Watching: ‘Something Very Bad’ Is Good, Actually
And you thought your wedding was stressful.
Watching
March 30, 2026

Not your normal wedding jitters

A man and woman sit at a dark dining table illuminated by yellow candles.
Camila Morrone and Adam DiMarco star in “Something Very Bad Is Going to Happen.” Netflix

By Jen Chaney

Dear Watchers,

If the pop culture of the past decade has taught us anything, it’s that no one should visit rich people in remote locations. Apparently Rachel (Camila Morrone), half of the engaged couple at the center of “Something Very Bad Is Going to Happen,” must have missed “Get Out,” the first two “Knives Out” movies and basically every “Succession” episode set outside New York City.

In the first episode of this matrimonial horror show, now streaming on Netflix, Rachel happily heads to upstate New York with her fiancé, Nicky (Adam DiMarco of “The White Lotus”). They plan to wed at the woodsy retreat owned by Nicky’s wealthy family, whom Rachel has not met. Immediately upon arrival, she feels an inescapable dread. Perhaps it’s all the taxidermied animals on the premises, or Nicky’s creepy siblings, or, I don’t know, the returned wedding invitation from an anonymous sender that has “DON’T MARRY HIM” scrawled on the back. The vibes are less “Father of the Bride” and more “Ready or Not.”

Vibes are the best thing about this series, executive produced by Matt and Ross Duffer, their first post-“Stranger Things” effort. Over its eight episodes, the creator Haley Z. Boston (“Guillermo del Toro’s Cabinet of Curiosities”) and her collaborators keep the audience in a constant state of unease with a series of familiar but effective horror tropes. There are slow pans across mysterious rooms, jump scares, voluminous amounts of blood and several nods to found footage films like “The Blair Witch Project.” Like so many Netflix shows, this one is dark — literally. Expect to turn up the brightness on your screen.

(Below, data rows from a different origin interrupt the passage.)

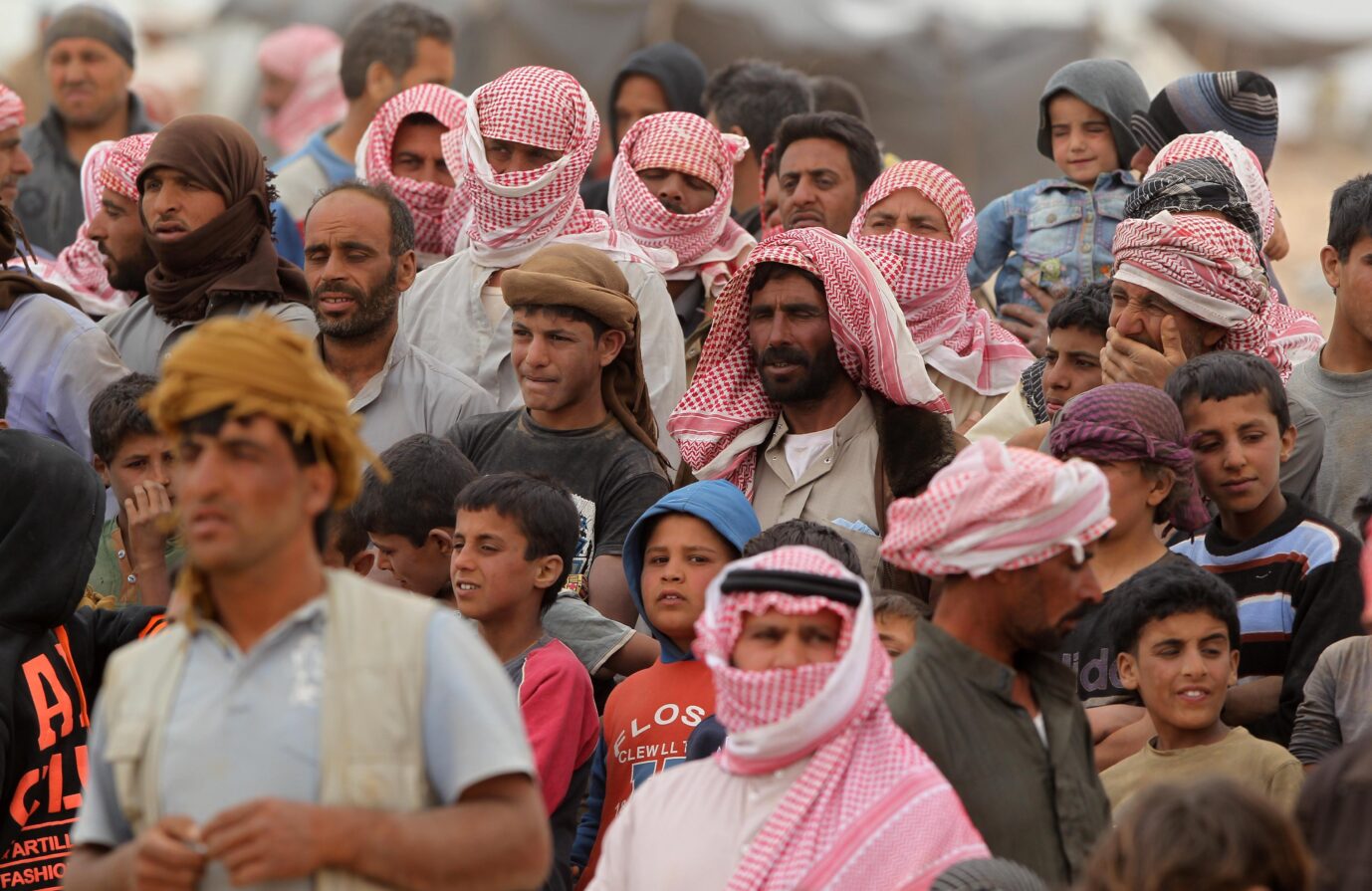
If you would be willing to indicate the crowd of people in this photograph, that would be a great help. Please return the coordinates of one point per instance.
(423, 511)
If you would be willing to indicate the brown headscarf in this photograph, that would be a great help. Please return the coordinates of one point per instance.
(233, 253)
(586, 279)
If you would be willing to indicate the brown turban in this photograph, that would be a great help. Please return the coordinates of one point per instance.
(586, 279)
(233, 253)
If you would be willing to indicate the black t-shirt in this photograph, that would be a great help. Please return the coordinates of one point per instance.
(1088, 649)
(43, 745)
(612, 477)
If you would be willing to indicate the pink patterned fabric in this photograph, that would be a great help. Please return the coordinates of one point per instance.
(954, 334)
(1296, 332)
(438, 209)
(998, 508)
(515, 214)
(870, 810)
(309, 55)
(1206, 263)
(705, 243)
(80, 267)
(726, 413)
(11, 109)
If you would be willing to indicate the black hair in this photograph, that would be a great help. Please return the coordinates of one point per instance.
(1226, 375)
(387, 35)
(116, 413)
(755, 97)
(835, 94)
(863, 154)
(1087, 308)
(1162, 590)
(809, 535)
(427, 473)
(542, 510)
(1350, 214)
(402, 223)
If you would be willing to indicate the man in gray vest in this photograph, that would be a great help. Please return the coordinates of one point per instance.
(291, 729)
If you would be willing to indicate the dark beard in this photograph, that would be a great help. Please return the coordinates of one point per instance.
(374, 309)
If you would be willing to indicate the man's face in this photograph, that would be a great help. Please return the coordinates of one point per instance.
(1073, 365)
(1082, 144)
(1240, 451)
(1352, 283)
(679, 192)
(776, 640)
(1044, 601)
(559, 359)
(354, 282)
(14, 165)
(794, 344)
(243, 495)
(123, 246)
(638, 98)
(1138, 314)
(817, 187)
(908, 210)
(1182, 666)
(90, 82)
(176, 205)
(417, 154)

In the early episodes, “Something Very Bad Is Going to Happen” seems like a commentary on the insularity and arrogance of the upper class. But it is ultimately more interested in how society and childhood trauma shape our expectations about marriage. While the story occasionally gets bogged down in the details surrounding a possible family curse, the performances, particularly from an emotionally layered Morrone and Jennifer Jason Leigh, as Nicky’s gently manipulative mother, keep the drama grounded just enough in something resembling reality. After all, the anxiety that often precedes a wedding is relatable. Hopefully all the bloodshed and terror is less so.

Also this week

A man wearing a Los Angeles Clippers jersey No. 7 lays a basketball toward the hoop.
“Untold: The Death & Life of Lamar Odom” explores the life of the former basketball star. Netflix
  • The first two episodes of the three-part docuseries “Henry David Thoreau” — featuring voice work by George Clooney, Jeff Goldblum and Meryl Streep — debut on Monday, on PBS; the third and final installment airs Tuesday.
  • “If It’s Tuesday, It’s Murder” is the outstanding title of a new Spanish series about a mysterious death among a group of tourists in Lisbon; it arrives on Tuesday, on Hulu.
  • The sixth season of “Untold,” the docuseries that is part true crime and part “30 for 30,” releases the first of its four feature-length episodes, “The Death & Life of Lamar Odom,” on Tuesday, on Netflix.
  • The third season “XO, Kitty” (a spinoff of “To All the Boys,” the film series based on Jenny Han’s teen romance novels) lands on Thursday, on Netflix.
  • James Marsden joins Jon Hamm in the second season of “Your Friends & Neighbors,” premiering on Friday, on Apple TV.